La peine de mort, et toute peine afflictive si elles ne se dégra­dent pas jusqu'à être de pure défense ou une sorte d'abattage sélectif, suppose toujours un abaissement moral de la personne qui en est frappée : il n'y a donc pas atteinte portée à un droit inviolable et imprescriptible. Ce n'est pas que la société prive le coupable d'un droit, mais, comme l'a enseigné Pie XII dans le discours du 14 septembre 1952 aux neurologues : « Même quand il s'agit de l'exécution d'un condamné à mort, l'Etat ne dispose pas du droit de l'individu à la vie. Il est réservé alors au pouvoir public de priver le condamné du bien de la vie en expiation de sa faute après que par son crime il s'est déjà dépossédé de son droit à la vie p (AAS, 1952, p. 779 sqq.).

Le fait que le droit à la vie, qui est inviolable chez l'inno­cent, ne l'est pas chez le coupable, apparaît aussi si l'on regarde le droit à la liberté, qui lui est parallèle. Lui aussi estimé, invio­lable et imprescriptible. Toutefois le droit pénal reconnaît la légitimité de la privation, même perpétuelle, de la liberté pour sanctionner un délit. Elle est en usage dans toutes les nations. Il n'y a donc de droit inconditionnel à aucun des biens de la vie temporelle. L'unique droit vraiment inviolable est le droit à la fin dernière, donc à la vérité, à la vertu, au bonheur et à tous les moyens nécessaires. Mais ce droit n'est pas lésé par la peine de mort.

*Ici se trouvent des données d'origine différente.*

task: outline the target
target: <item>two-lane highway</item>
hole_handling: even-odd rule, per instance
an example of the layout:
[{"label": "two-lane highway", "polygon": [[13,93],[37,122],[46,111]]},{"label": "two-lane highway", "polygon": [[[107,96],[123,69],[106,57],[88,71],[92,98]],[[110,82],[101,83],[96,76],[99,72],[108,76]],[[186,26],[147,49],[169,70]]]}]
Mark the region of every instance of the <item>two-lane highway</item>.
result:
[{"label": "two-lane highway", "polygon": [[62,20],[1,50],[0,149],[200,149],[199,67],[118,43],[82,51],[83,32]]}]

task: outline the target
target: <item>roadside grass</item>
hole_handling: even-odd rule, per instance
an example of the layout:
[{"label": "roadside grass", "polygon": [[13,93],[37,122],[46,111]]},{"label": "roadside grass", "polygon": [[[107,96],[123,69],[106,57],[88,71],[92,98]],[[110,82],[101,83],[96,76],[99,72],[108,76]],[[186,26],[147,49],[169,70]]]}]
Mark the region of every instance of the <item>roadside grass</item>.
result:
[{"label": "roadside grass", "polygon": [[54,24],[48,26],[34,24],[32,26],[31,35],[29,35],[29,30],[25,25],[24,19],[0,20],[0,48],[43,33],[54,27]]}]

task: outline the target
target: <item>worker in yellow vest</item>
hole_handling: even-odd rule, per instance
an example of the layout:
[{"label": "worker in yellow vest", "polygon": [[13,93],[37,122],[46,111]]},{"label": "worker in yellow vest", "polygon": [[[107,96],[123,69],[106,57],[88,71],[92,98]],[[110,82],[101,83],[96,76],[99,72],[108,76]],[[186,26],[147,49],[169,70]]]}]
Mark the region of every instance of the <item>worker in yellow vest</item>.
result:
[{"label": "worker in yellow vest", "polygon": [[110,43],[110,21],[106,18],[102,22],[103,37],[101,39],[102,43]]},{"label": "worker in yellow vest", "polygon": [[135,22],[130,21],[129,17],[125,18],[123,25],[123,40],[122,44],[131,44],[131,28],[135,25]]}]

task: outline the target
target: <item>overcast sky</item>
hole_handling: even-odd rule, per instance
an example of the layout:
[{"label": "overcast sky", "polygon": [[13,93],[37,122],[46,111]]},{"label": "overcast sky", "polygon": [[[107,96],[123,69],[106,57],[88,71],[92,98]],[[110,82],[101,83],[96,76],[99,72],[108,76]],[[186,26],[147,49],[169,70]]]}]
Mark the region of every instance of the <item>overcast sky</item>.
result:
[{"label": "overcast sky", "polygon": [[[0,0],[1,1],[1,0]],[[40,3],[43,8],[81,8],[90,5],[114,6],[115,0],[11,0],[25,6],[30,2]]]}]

En conclusion, la peine capitale et même toute peine est illégitime si l'on suppose l'individu indépendant de la loi morale grâce à la morale subjective, et à l'égard de la loi civile en conséquence de cette première indépendance. La peine capitale devient barbare dans une société privée de religion, qui, enfer­mée dans l'horizon terrestre, n'a pas le droit de priver l'homme d'un bien qui, selon elle, est pour lui tout le bien.